The mechanisms for EK-induced mixing to enhance bioremediation will vary depending on the host geological matrix.
Novel field-scale applications of EK-BIO exist including the remediation of plume-scale contaminant scenarios and contaminants
sequestered within zones of low permeability.
When EK is applied in the natural environment, complex physicochemical processes generate non-uniform pH, voltage and moisture gradients that can affect bioremediation performance and need to be considered on a site-specific basis, for example, groundwater flow will influence amendment transport and pH changes at the electrodes.
Numerous electrode material and configuration options exist to optimise the EK-BIO treatment.
Simple modelling of a relevant contaminated groundwater conceputal scenario to illustrate the performance of EK-BIO at the field-scale indicates that a considerable reduction in the time for a plume to reach steady-state length can be achieved. Relative to timescales which may typically occur for sites managed using MNA, EK-BIO could reduce overall remediation costs significantly.
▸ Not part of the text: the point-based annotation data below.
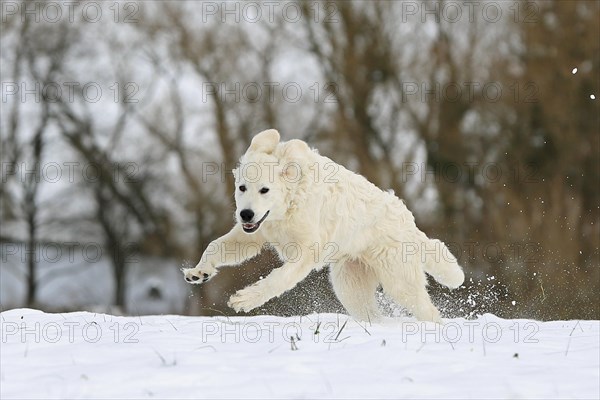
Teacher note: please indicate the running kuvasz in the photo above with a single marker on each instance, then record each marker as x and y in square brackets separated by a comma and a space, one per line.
[314, 212]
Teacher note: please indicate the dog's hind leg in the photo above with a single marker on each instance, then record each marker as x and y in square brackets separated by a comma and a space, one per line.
[355, 284]
[406, 283]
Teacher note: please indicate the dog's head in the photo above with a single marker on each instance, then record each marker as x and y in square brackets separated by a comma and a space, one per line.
[265, 178]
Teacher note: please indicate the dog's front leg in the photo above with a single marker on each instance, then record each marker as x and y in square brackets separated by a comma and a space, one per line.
[230, 249]
[275, 284]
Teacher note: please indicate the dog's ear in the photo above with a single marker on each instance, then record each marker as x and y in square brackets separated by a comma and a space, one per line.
[294, 148]
[265, 142]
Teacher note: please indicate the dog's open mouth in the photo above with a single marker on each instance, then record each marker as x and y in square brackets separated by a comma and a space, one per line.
[249, 228]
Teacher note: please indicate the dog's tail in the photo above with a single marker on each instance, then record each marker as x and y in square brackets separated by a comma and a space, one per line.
[441, 264]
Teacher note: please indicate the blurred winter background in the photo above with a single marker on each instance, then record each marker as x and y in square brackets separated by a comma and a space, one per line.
[122, 120]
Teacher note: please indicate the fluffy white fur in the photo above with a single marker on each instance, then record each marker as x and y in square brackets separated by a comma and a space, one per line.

Research is needed to investigate how EK-BIO responds to the complexity of typical field-scale applications, these include:
A better understanding of the effect of natural aquifer settings on EK-BIO processes including groundwater flow and physical, geological and electrolyte heterogeneity.
The effectiveness of EK-BIO applied to novel contaminants as well as organic and inorganic contaminant mixtures.
Combinations with other remediation technologies such as PRBs, chemical oxridation/reduction and phytoremediation.
Electrode configurations and treatment optimisation to accomodate field-scale complexity and affects of EK on microbial
communities.
Furthermore, good practice guidelines on EK-BIO implementation at the field-scale could be developed to support the application of well designed and effective EK-BIO treatment, without unintended adverse effects.